I think I've seen about 5 different Romney spots in the past month. The first commercial attacked Hillary Clinton as not having the experience to run government and noted Romney's experience as businessman, at the Olympics and as governor of Massachusetts. Another commercials touted his prolife/pro-family positions, another notes his endorsements from some Michigan newspapers, one featured a man sharing how Romney helped find his daughter in New York and another hit on Romney's Michigan roots and talked about our one-state recession.
I saw only two McCain commercials - one discussing his status as a troublemaker for Washington (noting campaign finance reform, pork-barrel spending, and his disagreement with Rumsfield's strategy) and another which shared quotes from various Michigan newspaper endorsements. McCain's commercials aired fairly frequently but not as often as Romney's.
Huckabee had a single commercial which I saw around 5 times which discussed his prolife/pro-family beliefs. I probably saw a commercial from the Club for Growth which attacked Huckabee's record on taxes as many times (if not more) as I saw Huckabee's ad.

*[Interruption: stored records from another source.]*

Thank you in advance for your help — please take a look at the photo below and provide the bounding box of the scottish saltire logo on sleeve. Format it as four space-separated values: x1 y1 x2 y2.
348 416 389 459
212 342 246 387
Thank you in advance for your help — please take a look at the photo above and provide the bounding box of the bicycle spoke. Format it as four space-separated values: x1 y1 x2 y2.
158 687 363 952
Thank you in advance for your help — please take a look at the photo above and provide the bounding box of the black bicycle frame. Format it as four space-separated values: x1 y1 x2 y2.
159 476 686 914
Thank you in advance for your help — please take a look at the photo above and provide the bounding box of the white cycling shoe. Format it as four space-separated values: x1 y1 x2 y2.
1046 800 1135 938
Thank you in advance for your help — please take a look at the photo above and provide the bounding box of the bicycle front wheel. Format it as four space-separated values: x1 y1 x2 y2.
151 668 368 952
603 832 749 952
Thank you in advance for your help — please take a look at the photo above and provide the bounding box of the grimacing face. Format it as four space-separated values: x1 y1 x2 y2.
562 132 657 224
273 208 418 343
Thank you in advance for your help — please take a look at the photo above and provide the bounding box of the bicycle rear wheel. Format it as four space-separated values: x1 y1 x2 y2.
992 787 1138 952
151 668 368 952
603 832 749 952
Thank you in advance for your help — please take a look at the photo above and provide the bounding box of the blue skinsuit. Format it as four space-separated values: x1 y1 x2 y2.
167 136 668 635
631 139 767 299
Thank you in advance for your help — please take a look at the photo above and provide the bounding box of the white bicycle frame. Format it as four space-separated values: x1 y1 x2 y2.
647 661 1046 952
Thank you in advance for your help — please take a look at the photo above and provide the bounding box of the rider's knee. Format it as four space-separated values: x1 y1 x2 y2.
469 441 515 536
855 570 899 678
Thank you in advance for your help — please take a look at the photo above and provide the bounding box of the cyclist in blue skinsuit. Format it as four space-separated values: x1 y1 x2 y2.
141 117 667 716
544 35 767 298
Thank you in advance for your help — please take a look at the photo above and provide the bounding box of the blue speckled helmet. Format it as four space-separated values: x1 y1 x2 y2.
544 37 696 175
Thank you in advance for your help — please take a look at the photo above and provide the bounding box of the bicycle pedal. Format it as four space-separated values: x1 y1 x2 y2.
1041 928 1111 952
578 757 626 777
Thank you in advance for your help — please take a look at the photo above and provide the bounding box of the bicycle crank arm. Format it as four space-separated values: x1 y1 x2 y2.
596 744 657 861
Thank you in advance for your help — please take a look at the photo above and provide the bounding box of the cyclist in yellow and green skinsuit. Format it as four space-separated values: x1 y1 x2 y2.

Romney appealed to differing segments of Michigan's population, McCain appealed to individuals with independent streaks and Huckabee appealed to socially conservatives voters.
With those kind of appeals, these kinds of results aren't that surprising. Romney's support was broad-based, McCain won among individuals who are independents and Democrats, don't attend church, have no religion, are dissatisfied with Bush and Huckabee did well with individuals who attend church often and think the religious beliefs of a candidate matter a great deal.